Since the advent of SOHO/MDI, SOLIS, and SDO/HMI full disk solar magnetic field observations, these data can be used to study large scale solar phenomena. In some cases small-scale events may affect global phenomena, but solar magnetic field observations over full disk (or over a wide-enough field of view) with spatial resolution and accuracy comparable to Hinode/SOT are still missing. Furthermore, it is now getting clear that large-scale properties of solar magnetic fields like magnetic helicity are only correctly measured with highest available resolution. The link between large scale and small scale magnetic structures is an important topic that can be tackled with Hinode/SOT.
Our study aims at the determination of spatial spectra of solar small-scale as well as large-scale magnetic fields, simultaneously. While small-scale fields usually reflect the impact of granular convection and background turbulence, large-scale magnetic fields contribute to the long-term evolution of magnetic activity with the solar cycle. Different physical properties are expected from these two ends of the observable data spectrum. The question of energy cascade for magnetic field over a wide range of scales is important to justify numerical modelling.

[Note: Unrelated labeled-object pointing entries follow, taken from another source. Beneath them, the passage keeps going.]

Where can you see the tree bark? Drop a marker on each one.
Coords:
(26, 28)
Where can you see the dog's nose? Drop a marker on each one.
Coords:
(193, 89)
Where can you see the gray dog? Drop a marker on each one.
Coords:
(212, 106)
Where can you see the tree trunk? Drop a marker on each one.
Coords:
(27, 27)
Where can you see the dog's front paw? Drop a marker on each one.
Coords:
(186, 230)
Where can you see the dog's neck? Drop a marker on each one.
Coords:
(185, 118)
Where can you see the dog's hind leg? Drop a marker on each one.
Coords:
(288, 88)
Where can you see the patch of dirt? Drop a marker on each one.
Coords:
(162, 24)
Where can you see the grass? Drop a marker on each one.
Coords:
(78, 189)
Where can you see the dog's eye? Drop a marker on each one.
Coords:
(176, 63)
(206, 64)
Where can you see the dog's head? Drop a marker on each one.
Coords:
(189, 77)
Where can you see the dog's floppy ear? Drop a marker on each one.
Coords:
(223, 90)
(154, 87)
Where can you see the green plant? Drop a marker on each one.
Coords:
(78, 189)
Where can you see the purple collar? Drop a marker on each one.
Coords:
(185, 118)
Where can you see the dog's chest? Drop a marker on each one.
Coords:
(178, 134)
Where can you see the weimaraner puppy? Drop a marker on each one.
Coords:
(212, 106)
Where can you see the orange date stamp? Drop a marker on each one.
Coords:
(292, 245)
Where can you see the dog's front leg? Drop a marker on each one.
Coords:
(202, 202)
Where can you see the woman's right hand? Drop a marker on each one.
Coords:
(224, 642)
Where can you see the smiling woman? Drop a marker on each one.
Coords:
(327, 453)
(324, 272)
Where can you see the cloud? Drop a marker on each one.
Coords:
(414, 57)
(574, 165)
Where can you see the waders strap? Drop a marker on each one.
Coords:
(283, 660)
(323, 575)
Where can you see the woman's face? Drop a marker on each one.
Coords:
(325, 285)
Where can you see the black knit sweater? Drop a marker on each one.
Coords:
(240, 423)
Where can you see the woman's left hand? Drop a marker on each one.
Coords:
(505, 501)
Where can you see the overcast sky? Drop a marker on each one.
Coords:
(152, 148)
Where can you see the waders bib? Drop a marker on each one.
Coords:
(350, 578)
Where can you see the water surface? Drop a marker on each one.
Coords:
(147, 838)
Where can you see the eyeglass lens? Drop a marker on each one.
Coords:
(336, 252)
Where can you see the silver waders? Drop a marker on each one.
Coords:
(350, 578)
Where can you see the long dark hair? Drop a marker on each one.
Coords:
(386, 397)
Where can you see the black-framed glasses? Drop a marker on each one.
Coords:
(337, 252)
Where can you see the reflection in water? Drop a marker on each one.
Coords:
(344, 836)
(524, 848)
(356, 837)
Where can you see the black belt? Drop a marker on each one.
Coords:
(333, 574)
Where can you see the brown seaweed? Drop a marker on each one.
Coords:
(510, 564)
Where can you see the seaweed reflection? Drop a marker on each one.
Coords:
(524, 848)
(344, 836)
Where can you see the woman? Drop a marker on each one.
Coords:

Having obtained a series of maps of photospheric vector magnetic fields with highest available resolution from Hinode/SOT, we developed a procedure for matching several SOT/SP raster scans taken with relatively little time gap in order to construct a proxy of a large field of view (FOV) magnetogram. First of all, we match two collateral raster scans, and then we are going to apply the same technique to merge two zonal bands of magnetograms. Given the overlap of the FOV of about 10 arcsec in east-west, we were able to collate them. Other large FOV data (e.g. from SDO/HMI) wereare also used as reference for matching the SOT/SP FOV. We reporst our work in progress and present large-scale spatial properties of observable magnetic fields as well as rich statistics of their small-scale properties. In particular, at the small-scale end of the spectra but still above the spatial resolution limit of Hinode we notice features that indicate a possibility of different mechanisms of energy transfers in turbulent cascades.